Imagine being fifteen, and all your life since you can remember, your parents drilled into your head every day to never, ever, under any circumstances, tell people your secret. Imagine being fifteen, and you just found out you're an actual alien and your parents keep your space ship in the storm cellar. You are fifteen, and you have superpowers, and you keep getting more, but you're still fifteen and my god life sucks when you're fifteen. Not to mention everyone saying the Luthors are bad people – Clark likes Lex and constantly defends him, but he's fifteen, and the opinions of his dad and his best friend will still affect his thinking, even subconsciously. It's gonna give him doubts. He's fifteen and he doesn't know any better.
And I know he does tell some people, which kind of invalidates this, but not quite that much. Pete sorta stumbles into it, and Clark's known Pete since they were little kids too, while he's known Lex maybe a year or two by that point, and Lex already started being suspicious in a less than positive way. Kyla was kinda weird, but the whole cave prophecy thing is weird so I'm almost inclined to give him a pass on that one. He was sixteen and thought he'd found his actual literal soulmate. If aliens are real, why shouldn't soulmates be? At sixteen, I'd probably have been kinda cringe about that too.

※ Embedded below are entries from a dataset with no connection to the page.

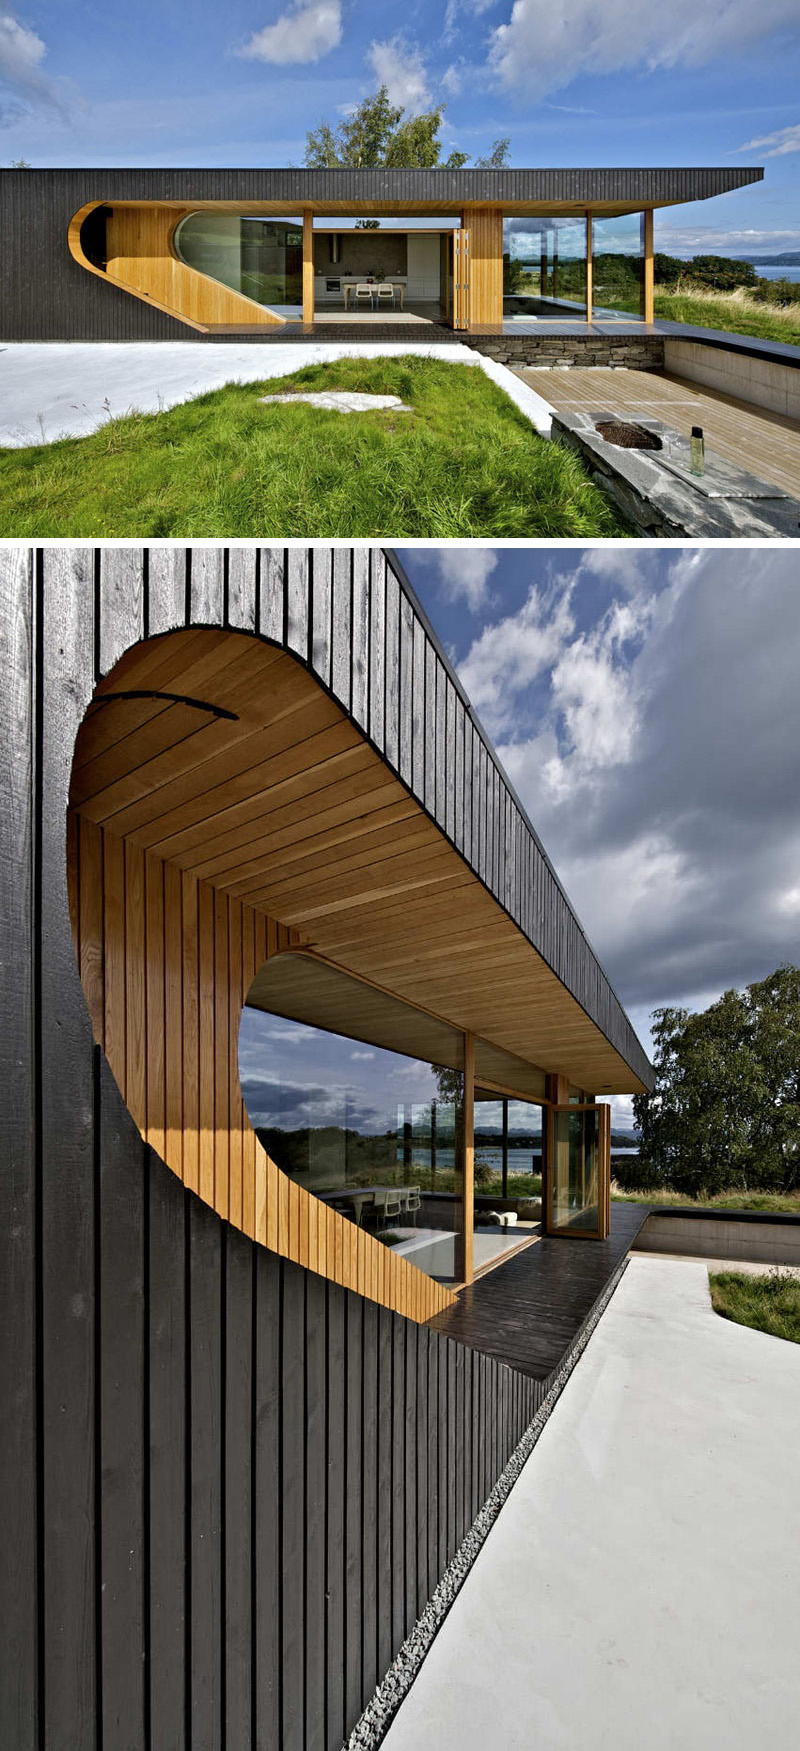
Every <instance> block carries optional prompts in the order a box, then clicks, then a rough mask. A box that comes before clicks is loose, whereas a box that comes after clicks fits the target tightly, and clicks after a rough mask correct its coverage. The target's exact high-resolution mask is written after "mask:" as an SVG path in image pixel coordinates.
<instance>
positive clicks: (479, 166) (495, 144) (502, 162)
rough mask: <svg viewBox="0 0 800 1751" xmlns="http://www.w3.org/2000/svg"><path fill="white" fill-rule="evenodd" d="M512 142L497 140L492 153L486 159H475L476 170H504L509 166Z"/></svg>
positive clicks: (475, 166) (508, 141)
mask: <svg viewBox="0 0 800 1751" xmlns="http://www.w3.org/2000/svg"><path fill="white" fill-rule="evenodd" d="M509 145H511V140H495V142H494V147H492V151H490V152H487V156H485V158H476V159H474V168H476V170H504V168H506V165H508V151H509Z"/></svg>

Plus, it was either tell her or let her get crushed by rocks, which is also kind of fair.
I want to think that if it had been Lex in there with him, he would've done the same, because getting crushed by rocks is kind of universally unhealthy for humans, and Clark would have saved him without thinking, he would have saved anyone. It's who he is. The circumstances just did not happen that way in that time, so Lex never had opportunity to find out by chance back when him finding out would have been fine, and a lot of what happens between them is just really bad luck and really bad timing.

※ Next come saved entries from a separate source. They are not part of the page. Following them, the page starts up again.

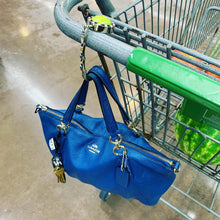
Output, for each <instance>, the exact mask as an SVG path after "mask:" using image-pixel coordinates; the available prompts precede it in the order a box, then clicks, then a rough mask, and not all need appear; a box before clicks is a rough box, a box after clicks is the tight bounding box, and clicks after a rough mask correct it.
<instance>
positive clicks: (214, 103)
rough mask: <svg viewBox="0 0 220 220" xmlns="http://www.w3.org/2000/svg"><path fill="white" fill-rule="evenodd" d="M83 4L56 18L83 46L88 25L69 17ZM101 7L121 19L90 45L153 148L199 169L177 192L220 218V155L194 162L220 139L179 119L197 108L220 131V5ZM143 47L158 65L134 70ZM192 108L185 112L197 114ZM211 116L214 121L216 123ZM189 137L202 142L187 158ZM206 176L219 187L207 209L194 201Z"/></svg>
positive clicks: (210, 2) (207, 4)
mask: <svg viewBox="0 0 220 220" xmlns="http://www.w3.org/2000/svg"><path fill="white" fill-rule="evenodd" d="M78 2H79V1H76V0H75V1H74V0H72V1H61V0H59V1H58V2H57V4H56V7H55V18H56V22H57V24H58V26H59V28H60V29H61V31H63V32H64V33H65V34H66V35H67V36H69V37H71V38H72V39H74V40H76V41H78V42H80V37H81V33H82V29H83V27H82V25H81V24H79V23H77V22H74V21H73V20H72V19H71V18H70V17H69V15H68V13H69V11H70V10H71V9H72V7H73V6H75V5H76V4H77V3H78ZM97 4H98V5H99V7H100V9H101V11H102V13H103V14H105V15H108V16H111V17H114V18H111V20H112V21H113V22H114V23H115V25H116V27H115V28H114V33H112V34H110V35H103V34H100V33H95V32H92V31H89V32H88V36H87V39H86V43H87V45H88V47H90V48H92V49H93V50H95V51H97V52H98V55H99V58H100V59H101V62H102V65H103V67H104V69H105V71H106V72H107V73H108V74H109V76H110V77H111V79H112V81H113V82H114V83H115V85H116V90H117V93H118V95H119V97H120V98H121V100H122V101H123V102H124V107H125V109H126V111H127V112H128V114H129V115H130V117H131V118H132V120H133V123H134V124H135V127H136V129H137V130H138V132H139V133H140V134H141V135H143V136H144V137H146V138H147V139H148V140H149V141H150V142H151V144H154V145H155V146H156V147H159V148H161V149H163V150H165V152H167V153H170V154H172V155H174V156H176V157H177V158H179V159H181V160H182V161H184V162H185V163H186V164H187V165H185V166H183V167H184V168H183V169H184V171H185V172H191V168H192V167H193V168H196V169H197V170H198V171H197V172H194V171H193V174H195V175H193V177H192V181H191V182H190V183H189V187H188V188H187V189H186V190H184V191H183V190H182V189H179V188H178V187H177V186H175V185H173V186H172V188H173V190H175V191H176V192H177V193H179V194H181V195H182V196H184V197H185V198H187V199H189V200H191V201H193V203H195V204H197V205H198V206H200V207H202V208H203V209H205V210H207V211H209V212H210V213H211V214H212V215H213V216H215V217H218V218H220V214H219V213H218V212H219V208H218V205H217V204H218V203H217V200H216V198H217V197H218V195H219V193H220V192H219V183H220V166H219V164H217V165H216V164H214V165H213V163H212V162H213V161H215V159H216V158H218V157H219V156H220V151H219V150H218V151H217V152H216V153H215V154H214V155H213V156H212V157H211V158H209V159H208V160H207V161H206V162H205V163H201V161H200V162H199V161H198V160H197V159H195V157H194V155H195V154H196V153H197V151H199V149H200V148H201V146H202V144H203V143H204V142H206V141H209V142H210V143H215V146H218V147H219V146H220V139H219V140H218V139H215V138H213V137H211V136H209V135H207V134H205V133H203V132H202V131H200V130H199V129H198V128H194V127H191V126H190V125H188V124H186V123H184V122H182V121H181V120H178V119H177V118H176V114H177V111H179V110H180V109H182V108H183V105H184V106H188V107H189V106H193V105H194V104H195V103H196V105H195V106H197V110H198V112H196V113H195V114H194V116H193V115H192V117H194V118H195V120H197V119H198V120H200V121H199V122H201V120H203V122H205V123H208V124H209V125H211V126H214V128H215V129H217V130H220V116H219V113H220V110H219V109H220V99H219V98H220V71H219V70H220V62H219V61H218V60H217V59H219V58H220V57H219V51H220V50H219V45H220V34H219V26H220V2H219V1H217V0H216V1H214V0H213V1H212V0H206V1H204V0H192V1H188V0H164V1H161V0H154V1H153V0H138V1H135V2H133V3H132V2H131V4H130V5H128V7H126V8H125V9H121V11H120V12H119V13H117V12H116V11H115V8H114V7H113V6H112V4H111V2H109V1H100V0H97ZM79 10H81V11H82V14H83V16H84V18H85V19H87V18H88V17H89V16H94V15H97V14H98V13H96V12H94V11H92V10H90V9H89V6H88V5H84V6H82V7H79ZM134 48H135V49H134ZM138 48H144V49H146V51H148V52H146V53H145V52H143V57H142V59H146V62H148V61H147V59H148V60H151V64H149V65H145V64H143V63H140V65H142V66H141V67H140V66H136V67H134V66H133V64H131V63H132V62H133V61H132V57H134V56H135V54H136V53H138V54H142V50H141V49H140V50H139V49H138ZM192 49H193V50H192ZM134 51H135V52H134ZM136 51H137V52H136ZM207 55H208V56H207ZM107 57H108V58H107ZM109 58H110V59H109ZM137 62H138V61H137ZM146 66H147V67H146ZM206 87H208V88H209V89H208V88H206ZM210 88H211V90H210ZM212 89H213V90H212ZM207 93H208V94H207ZM211 93H212V94H211ZM213 93H214V95H213ZM183 103H184V104H183ZM187 109H188V108H186V110H184V112H185V113H186V114H189V115H190V114H191V112H190V111H187ZM204 112H205V113H204ZM207 112H208V113H210V115H211V116H209V117H208V113H207ZM197 113H198V114H197ZM189 115H188V116H189ZM206 116H207V117H206ZM177 125H181V126H183V127H184V131H183V134H182V135H181V137H179V140H177V138H176V136H175V126H177ZM187 132H194V133H196V134H197V136H200V137H201V140H200V142H199V143H198V146H197V147H196V148H195V149H194V150H193V151H192V152H191V154H186V153H184V151H183V150H182V148H181V147H180V142H181V141H183V140H184V136H186V134H187ZM201 173H203V174H205V175H206V177H207V178H209V179H210V181H213V188H212V196H211V198H210V200H209V202H208V203H207V201H206V202H205V204H204V202H203V201H201V200H200V201H199V199H196V196H195V197H193V196H192V195H191V192H192V190H193V188H194V187H195V188H198V187H199V188H200V187H201V189H203V187H202V186H201V184H200V182H199V183H196V182H198V181H199V178H201V177H200V174H201ZM196 184H197V185H196ZM204 187H205V186H204ZM161 200H162V201H163V202H164V203H166V204H167V205H168V206H170V207H171V208H173V209H175V210H176V211H177V212H179V213H180V214H181V215H182V216H184V217H185V218H187V219H191V217H190V216H189V215H187V214H186V213H185V210H184V208H183V207H179V208H177V207H175V204H171V203H170V202H169V201H167V200H165V199H164V198H161Z"/></svg>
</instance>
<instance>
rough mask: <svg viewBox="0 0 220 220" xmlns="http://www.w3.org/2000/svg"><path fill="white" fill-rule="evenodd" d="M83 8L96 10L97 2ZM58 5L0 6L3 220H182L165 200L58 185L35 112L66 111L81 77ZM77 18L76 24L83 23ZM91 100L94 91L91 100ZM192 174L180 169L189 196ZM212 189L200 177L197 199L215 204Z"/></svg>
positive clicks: (201, 210) (4, 5)
mask: <svg viewBox="0 0 220 220" xmlns="http://www.w3.org/2000/svg"><path fill="white" fill-rule="evenodd" d="M86 2H87V3H89V4H90V5H91V8H96V7H95V6H94V1H92V0H89V1H86ZM115 2H116V1H115ZM124 4H126V3H124ZM54 5H55V0H44V1H43V0H16V1H15V0H10V1H8V0H1V1H0V8H1V13H0V57H1V60H0V103H1V104H0V105H1V107H0V119H1V123H0V140H1V151H0V158H1V159H0V166H1V172H0V219H1V220H29V219H33V220H35V219H38V220H39V219H40V220H41V219H42V220H44V219H45V220H46V219H47V220H48V219H54V220H59V219H67V220H69V219H82V220H83V219H94V220H99V219H100V220H103V219H130V220H133V219H135V220H138V219H154V220H159V219H164V220H168V219H169V220H178V219H183V217H182V216H181V215H179V214H178V213H176V212H175V211H174V210H173V209H171V208H169V207H168V206H167V205H165V204H164V203H163V202H162V201H160V202H159V203H158V204H157V205H156V206H154V207H147V206H144V205H143V204H141V203H139V202H138V201H135V200H125V199H123V198H121V197H119V196H115V195H114V196H112V197H111V198H110V199H109V200H108V201H107V202H103V201H101V200H100V199H99V197H98V195H99V190H98V189H96V188H94V187H92V186H89V185H86V184H83V183H81V182H79V181H78V180H76V179H72V178H69V177H67V183H66V184H57V183H56V177H55V176H54V174H53V172H52V166H51V155H50V153H49V151H48V149H47V147H46V144H45V141H44V137H43V133H42V130H41V124H40V120H39V117H38V115H37V114H34V110H35V105H36V104H38V103H43V104H46V105H48V106H50V107H53V108H60V109H64V108H66V106H67V105H68V103H69V102H70V100H71V98H72V96H73V94H74V93H75V92H76V91H77V89H78V87H79V85H80V83H81V82H82V78H81V73H80V70H79V64H80V61H79V44H78V43H76V42H74V41H72V40H71V39H69V38H67V37H66V36H64V35H63V34H62V33H61V32H60V31H59V29H58V28H57V26H56V24H55V21H54V17H53V7H54ZM121 6H122V8H123V5H121ZM78 15H80V14H78ZM78 15H75V19H77V20H78V21H81V20H82V18H81V17H80V16H78ZM73 16H74V13H73ZM88 53H90V54H91V56H90V57H88V66H89V65H91V66H92V64H97V59H96V58H95V57H94V56H93V53H92V52H88ZM98 64H99V62H98ZM93 94H94V90H91V92H90V97H92V96H93ZM92 104H93V99H92V98H89V99H88V103H87V105H88V106H91V107H90V108H89V109H87V113H89V114H94V115H97V114H99V113H100V111H99V110H98V109H97V107H96V105H95V106H94V104H93V105H92ZM97 112H98V113H97ZM195 173H196V171H195V170H193V169H192V168H191V167H189V166H183V169H182V171H181V173H180V174H179V175H178V177H177V180H176V182H175V185H177V186H178V187H180V188H181V189H182V190H183V189H185V188H186V187H188V184H189V182H188V179H189V178H191V177H192V176H193V175H194V174H195ZM201 182H203V183H204V187H202V186H201V185H200V183H201ZM214 185H216V183H215V182H213V181H212V180H210V179H208V178H206V177H205V176H204V175H201V177H200V179H199V183H198V187H195V189H194V195H196V196H197V199H198V200H199V201H204V202H205V203H207V204H206V205H210V204H209V202H208V201H207V196H208V197H210V196H211V195H212V193H213V186H214ZM164 198H165V199H170V201H171V202H172V204H173V205H175V206H176V207H178V208H180V209H181V210H183V211H184V212H186V214H188V215H189V216H191V217H192V218H193V219H204V220H208V219H210V220H212V219H218V218H217V217H214V216H213V215H211V214H210V213H208V212H207V211H204V209H202V208H201V207H199V206H197V205H195V203H193V202H191V201H189V200H188V199H187V198H186V197H183V196H182V197H180V196H179V195H178V194H177V193H176V192H175V191H174V190H173V189H170V190H169V191H168V192H167V193H166V194H165V195H164ZM219 204H220V195H219V192H218V194H217V199H216V202H215V204H214V209H215V211H216V212H218V213H219V212H220V210H219Z"/></svg>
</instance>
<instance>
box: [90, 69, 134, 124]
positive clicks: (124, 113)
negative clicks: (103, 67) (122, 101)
mask: <svg viewBox="0 0 220 220" xmlns="http://www.w3.org/2000/svg"><path fill="white" fill-rule="evenodd" d="M89 73H94V74H95V75H96V76H97V77H98V78H99V79H100V81H101V82H102V84H103V85H104V86H105V88H106V89H107V90H108V92H109V94H110V95H111V97H112V98H113V99H114V101H115V102H116V104H117V105H118V108H119V110H120V112H121V115H122V118H123V120H124V122H125V123H127V124H128V123H129V122H130V121H131V119H130V117H129V116H128V114H127V113H126V111H125V110H124V108H123V106H122V104H121V103H120V101H119V99H118V96H117V94H116V92H115V89H114V87H113V86H112V83H111V80H110V79H109V77H108V76H107V74H106V73H105V72H104V70H103V69H102V68H101V67H100V66H94V67H92V68H91V69H90V70H89Z"/></svg>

So yes, he doesn't tell Lex, which is a shit move of him, but he is fifteen years old, he is sixteen years old, his father is angry and he didn't know any better. He couldn't have known any better. Are you asking a fifteen year old to foresee all of the absolute crap that will happen between them? His parents said to never tell, and he's a good kid. He couldn't have predicted all that.

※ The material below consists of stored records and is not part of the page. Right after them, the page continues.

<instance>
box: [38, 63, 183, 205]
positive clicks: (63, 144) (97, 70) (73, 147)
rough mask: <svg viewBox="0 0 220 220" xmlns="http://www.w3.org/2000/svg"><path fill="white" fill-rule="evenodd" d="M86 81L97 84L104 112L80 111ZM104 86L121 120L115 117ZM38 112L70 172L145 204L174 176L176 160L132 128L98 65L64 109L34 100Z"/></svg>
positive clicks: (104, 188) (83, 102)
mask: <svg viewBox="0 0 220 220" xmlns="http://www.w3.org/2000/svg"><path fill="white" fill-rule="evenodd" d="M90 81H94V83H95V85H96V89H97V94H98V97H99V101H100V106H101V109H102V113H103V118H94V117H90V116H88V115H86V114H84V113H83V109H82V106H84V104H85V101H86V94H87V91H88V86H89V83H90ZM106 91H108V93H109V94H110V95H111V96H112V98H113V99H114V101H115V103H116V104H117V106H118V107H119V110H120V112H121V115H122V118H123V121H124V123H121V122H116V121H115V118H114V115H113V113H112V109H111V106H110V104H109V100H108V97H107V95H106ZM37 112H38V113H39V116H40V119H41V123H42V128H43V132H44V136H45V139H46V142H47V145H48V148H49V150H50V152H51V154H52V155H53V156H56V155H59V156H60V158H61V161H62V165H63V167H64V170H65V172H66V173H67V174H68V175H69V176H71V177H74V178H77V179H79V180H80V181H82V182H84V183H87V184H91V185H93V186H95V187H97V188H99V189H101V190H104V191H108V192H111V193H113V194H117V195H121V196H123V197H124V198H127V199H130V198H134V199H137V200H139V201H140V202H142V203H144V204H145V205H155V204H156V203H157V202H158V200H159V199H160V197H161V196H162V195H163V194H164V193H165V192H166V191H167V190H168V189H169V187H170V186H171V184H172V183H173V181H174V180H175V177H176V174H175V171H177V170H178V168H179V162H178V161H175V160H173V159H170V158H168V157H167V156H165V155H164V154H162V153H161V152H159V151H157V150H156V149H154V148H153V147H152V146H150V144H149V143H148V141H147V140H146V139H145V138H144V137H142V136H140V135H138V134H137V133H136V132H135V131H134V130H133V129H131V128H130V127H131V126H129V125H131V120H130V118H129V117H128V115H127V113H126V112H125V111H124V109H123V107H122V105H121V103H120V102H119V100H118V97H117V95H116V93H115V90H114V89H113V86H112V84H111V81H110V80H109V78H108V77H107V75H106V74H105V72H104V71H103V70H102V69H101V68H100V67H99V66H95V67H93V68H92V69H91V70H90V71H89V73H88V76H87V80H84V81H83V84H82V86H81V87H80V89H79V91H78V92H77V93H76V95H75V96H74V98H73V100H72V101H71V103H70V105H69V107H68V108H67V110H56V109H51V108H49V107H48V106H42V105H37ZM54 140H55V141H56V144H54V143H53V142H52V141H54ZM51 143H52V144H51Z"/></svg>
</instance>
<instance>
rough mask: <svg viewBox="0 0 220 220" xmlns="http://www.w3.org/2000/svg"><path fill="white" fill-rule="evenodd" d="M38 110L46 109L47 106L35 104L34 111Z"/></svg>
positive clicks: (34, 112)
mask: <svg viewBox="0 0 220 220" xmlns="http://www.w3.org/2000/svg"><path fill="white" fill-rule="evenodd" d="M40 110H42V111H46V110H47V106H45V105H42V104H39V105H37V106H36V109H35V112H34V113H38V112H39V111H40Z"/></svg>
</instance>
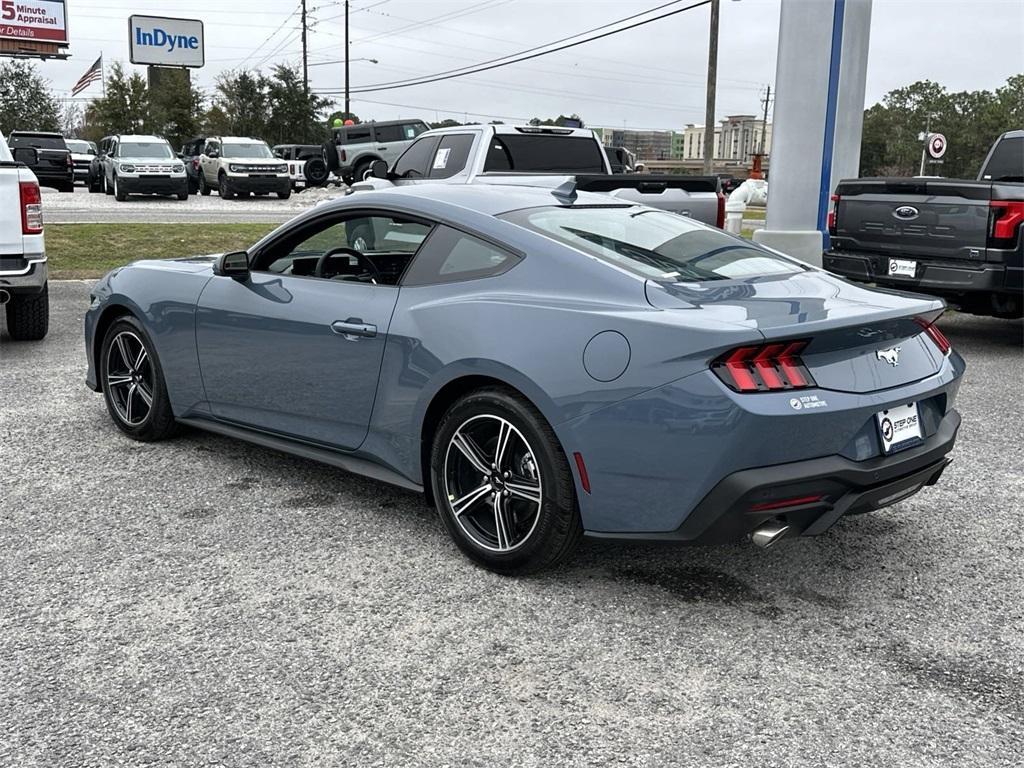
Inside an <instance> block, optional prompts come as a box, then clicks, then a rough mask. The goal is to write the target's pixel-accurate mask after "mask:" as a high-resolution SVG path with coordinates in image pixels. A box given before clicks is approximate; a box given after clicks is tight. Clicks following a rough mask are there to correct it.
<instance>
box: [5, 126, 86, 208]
mask: <svg viewBox="0 0 1024 768" xmlns="http://www.w3.org/2000/svg"><path fill="white" fill-rule="evenodd" d="M7 145H8V146H10V150H11V152H13V151H14V150H18V148H23V147H32V148H34V150H35V151H36V164H35V165H34V166H31V168H32V172H33V173H35V174H36V178H38V179H39V185H40V186H52V187H54V188H56V189H59V190H60V191H70V193H73V191H75V164H74V162H73V161H72V157H71V150H69V148H68V144H67V143H66V142H65V139H63V136H61V135H60V134H59V133H49V132H46V131H11V134H10V135H9V136H8V137H7Z"/></svg>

The lies get out of hand in later seasons, and still he never tells, but I really think he just got to a point with the lies where he could no longer back out without making things worse, because telling Lex "oh by the way I'm an alien and I've been gaslighting you for years" is a pretty crappy thing to say. When's the right time for that conversation? So instead he doubles down, again and again, until it gets out of hand and it all goes so terribly wrong, and he can't take it back, but he was only a child.
Clark Kent is not a bad person. He's just a kid who had to shoulder way, way too much, way too soon, and he fucked it up. Badly. And we all like to say we would've done it differently, but would we really? In his shoes, carrying his burden, at fifteen? I'm not so sure. Maybe? I wish I could say I would have, but honestly, I probably would have handled it even worse. I was fucked up at fifteen. Was anyone not? This whole thing is not an action-packed superhero story, it's a tragedy, and everything is so, so messed up, but it's not anyone's fault, not really. That's what makes it hurt the most. Because they all were just kids, still figuring out life, and none of them could have known how fucked up life can be.
When they found out, it was already too late.